The understanding of micromechanics of the high temperature creep, plasticity, and damage accumulation in single crystal nickel base superalloys is important for the design of turbine blades and vanes in advanced commercial and military gas turbines. We developed the crystallographic–based viscoplastic model for non-isothermal high temperature cyclic deformation and coupled it with damage kinetics. Damage accumulation causes tertiary creep and shear localization around local concentrators, which is essential for airfoil life prediction. We develop a new robust, computationally efficient rate-independent crystal plasticity approach and combined it with creep flow rule calibrated for Ni-based superalloys. Engine operating conditions were assembled into a mission profile, an input to the transient thermal analysis. Non-linear transient thermal-structural analysis of a turbine airfoil provides the illustration of the life prediction for different engine operating conditions.
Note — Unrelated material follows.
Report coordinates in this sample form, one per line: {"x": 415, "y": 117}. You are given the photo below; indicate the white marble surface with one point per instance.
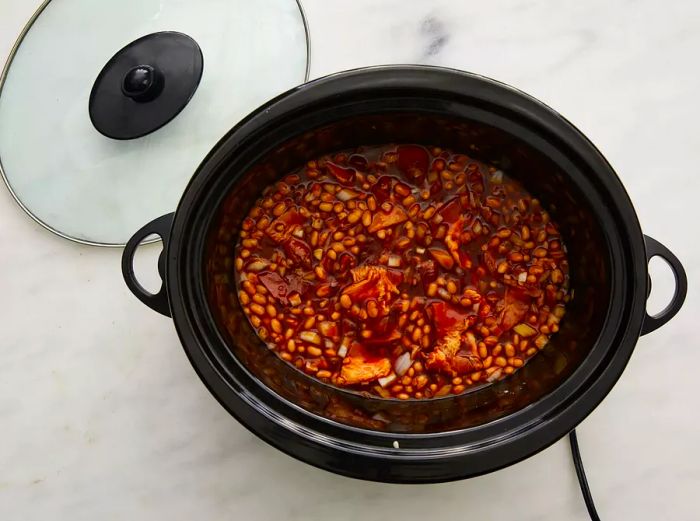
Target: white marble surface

We compare the predictions for low cycle and thermal mechanical fatigue for smooth specimen tests and for notched specimens and demonstrate the transition from safe life to damage tolerant approach. The constitutive model has been implemented in the commercial finite element software ANSYS as a material user routine. The effects of single crystal orientation and stress relaxation and redistribution, cycles parameters, strain levels, and dwell time have been numerically obtained. The model results are used for predicting of thermal cyclic behavior and damage of single crystal airfoil.